Poderíamos pensar em afinidades com o autor norte-americano C.F.,
mas onde o minimalismo deste se encontra à superfície para explorar
depois mundos “cheios”, e informados pela mais diversa literatura
de géneros, o autor português pretende antes despertar metamorfoses
matéricas de não-continuidade, como se fossem possível tecer uma
dinâmica musical com os lápis de cor. A uma primeira abordagem
poderá parecer que o diálogo é feito num espaço fechado, mas
apesar de haver continuidade das personagens, e até transformações
expectáveis ou “legíveis” de objectos (os espelhos e janelas, o
cão, os jarros de água, as formas genitais), eles são na verdade
desconectados, impedindo leituras naturalistas, obrigando a ler/ver
cada prancha por si mesma. Não quer dizer que haja aqui qualquer
“superioridade” ou “maturidade” de Lima sobre C.F. ou sobre
outras linguagens, ou usos, se preferirem, da banda desenhada,
tão-somente que se devem preparar instrumentos próprios da leitura
deste livro, e não expectativas concertadas com obras, ou pior,
regras anteriores. De novo, das Notas
de Bresson: “Fais apparaître ce qui sans toi ne serait peut’être
jamais vu”.
Trata-se Sutrama
uma ode ao desencanto, à derrota do espírito, uma espécie de
exercício baudelariano do spleen do nosso próprio século?
Afinal, a protagonista não parece querer encontrar compromisso com
nada (que lhe vai sendo apresentado). Uma entrega ao diabo, mesmo que
nele não se creia? Ou será antes a possibilidade de encontrar algum
tipo de encantamento, lá onde apenas as sombras exercem a sua
presidência? Afinal, é pela intempestividade e qualidade sui
generis da sua linguagem plástica (que ocorre em Lima no seu
trabalho quer a solo quer em colaboração, de banda desenhada ou
animação – recordemo-nos da adaptação de “A engomadeira”,
com João Paulo Cotrim, na curta Um degrau pode ser um mundo)
que o autor de banda desenhada português exige uma leitura de cariz
poético, logo à partida acto de reencantamento.
No entanto, é
precisamente a morte o que parece ser a única solução e saída
desta inexorável equação enclausurada num espaço fechado. Ou
talvez não, já que o “espaço de folheteamento” do livro
permite que um derradeiro tiro de revólver se transforme no que
parece ser uma ejaculação e esta num foguete de feira, dando a
palavra a uma terceira personagem que até esse momento não tinha
tido papel algum. Será esse o sinal de que a fuga estará sempre num
“fora” absoluto à estrutura?
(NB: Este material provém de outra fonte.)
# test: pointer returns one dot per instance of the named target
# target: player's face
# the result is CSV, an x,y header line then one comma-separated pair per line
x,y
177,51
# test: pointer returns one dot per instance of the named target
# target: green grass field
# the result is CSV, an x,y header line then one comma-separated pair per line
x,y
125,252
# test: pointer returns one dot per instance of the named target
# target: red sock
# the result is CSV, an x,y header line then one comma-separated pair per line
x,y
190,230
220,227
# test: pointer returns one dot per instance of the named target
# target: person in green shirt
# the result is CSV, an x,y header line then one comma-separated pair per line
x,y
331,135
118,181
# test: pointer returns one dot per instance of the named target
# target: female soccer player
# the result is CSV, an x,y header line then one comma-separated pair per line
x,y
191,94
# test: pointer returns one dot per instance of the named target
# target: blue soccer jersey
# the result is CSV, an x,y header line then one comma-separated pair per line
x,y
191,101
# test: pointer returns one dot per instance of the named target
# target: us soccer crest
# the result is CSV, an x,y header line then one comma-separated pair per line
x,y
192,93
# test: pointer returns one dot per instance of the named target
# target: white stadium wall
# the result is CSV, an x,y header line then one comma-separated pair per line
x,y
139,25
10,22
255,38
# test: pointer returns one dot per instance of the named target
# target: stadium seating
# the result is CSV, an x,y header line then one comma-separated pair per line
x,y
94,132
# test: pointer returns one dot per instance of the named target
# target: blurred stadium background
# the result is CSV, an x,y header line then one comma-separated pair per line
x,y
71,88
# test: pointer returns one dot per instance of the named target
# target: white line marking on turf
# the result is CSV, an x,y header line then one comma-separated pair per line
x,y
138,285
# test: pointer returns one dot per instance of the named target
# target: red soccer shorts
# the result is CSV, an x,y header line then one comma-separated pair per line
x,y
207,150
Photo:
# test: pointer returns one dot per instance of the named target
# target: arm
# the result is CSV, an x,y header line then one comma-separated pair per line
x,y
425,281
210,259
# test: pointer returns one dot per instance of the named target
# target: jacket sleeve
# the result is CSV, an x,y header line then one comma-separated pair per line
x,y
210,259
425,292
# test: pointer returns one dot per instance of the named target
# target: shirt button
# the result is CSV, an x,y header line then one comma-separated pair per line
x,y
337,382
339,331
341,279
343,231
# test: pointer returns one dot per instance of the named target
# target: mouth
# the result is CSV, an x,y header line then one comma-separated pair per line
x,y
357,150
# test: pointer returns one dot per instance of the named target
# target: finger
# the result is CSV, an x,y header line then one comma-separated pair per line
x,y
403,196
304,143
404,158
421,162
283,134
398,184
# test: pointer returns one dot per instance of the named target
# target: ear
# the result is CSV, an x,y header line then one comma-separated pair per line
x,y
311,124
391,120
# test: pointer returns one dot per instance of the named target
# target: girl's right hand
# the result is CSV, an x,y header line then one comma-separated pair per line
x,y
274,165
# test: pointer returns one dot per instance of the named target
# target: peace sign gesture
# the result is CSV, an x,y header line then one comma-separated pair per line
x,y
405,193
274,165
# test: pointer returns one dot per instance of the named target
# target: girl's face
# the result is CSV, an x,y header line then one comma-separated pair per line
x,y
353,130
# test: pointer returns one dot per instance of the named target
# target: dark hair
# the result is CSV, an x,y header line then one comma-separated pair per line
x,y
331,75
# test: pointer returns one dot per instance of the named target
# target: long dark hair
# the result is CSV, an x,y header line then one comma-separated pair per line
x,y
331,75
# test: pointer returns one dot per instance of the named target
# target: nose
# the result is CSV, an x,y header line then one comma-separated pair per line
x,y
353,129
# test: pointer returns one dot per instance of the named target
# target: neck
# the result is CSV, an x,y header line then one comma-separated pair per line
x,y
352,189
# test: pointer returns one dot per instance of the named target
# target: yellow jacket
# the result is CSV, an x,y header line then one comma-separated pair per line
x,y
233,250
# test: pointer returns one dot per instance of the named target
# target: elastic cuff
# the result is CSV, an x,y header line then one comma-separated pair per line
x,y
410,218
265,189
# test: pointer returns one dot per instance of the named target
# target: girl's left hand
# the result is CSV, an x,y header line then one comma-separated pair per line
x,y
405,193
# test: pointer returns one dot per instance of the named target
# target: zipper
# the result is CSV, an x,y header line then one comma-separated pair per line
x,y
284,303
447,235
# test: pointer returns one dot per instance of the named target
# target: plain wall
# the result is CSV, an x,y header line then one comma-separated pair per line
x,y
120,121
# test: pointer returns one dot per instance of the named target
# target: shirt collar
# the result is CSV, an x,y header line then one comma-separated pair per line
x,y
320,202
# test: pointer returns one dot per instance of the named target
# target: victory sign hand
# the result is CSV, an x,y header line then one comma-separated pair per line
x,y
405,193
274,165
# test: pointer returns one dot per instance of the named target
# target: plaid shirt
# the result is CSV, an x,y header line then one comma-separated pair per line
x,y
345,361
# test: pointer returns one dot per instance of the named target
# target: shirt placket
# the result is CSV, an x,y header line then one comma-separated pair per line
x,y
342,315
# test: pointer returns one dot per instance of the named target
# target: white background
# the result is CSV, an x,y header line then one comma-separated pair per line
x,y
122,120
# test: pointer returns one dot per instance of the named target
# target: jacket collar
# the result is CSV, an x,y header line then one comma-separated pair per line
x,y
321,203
E que repercussão terá essa
leitura em relação à própria programação da banda desenhada?
Toda a produção desta editora procura linguagens contemporâneas,
contaminadas por práticas experimentais e bem distantes das
fórmulas, géneros ou sequer expectativas da mais normativa
narratividade desta linguagem. Não será esse um argumento adicional
de encantamento?
Nota final: agradecimentos
ao autor, pela oferta da publicação.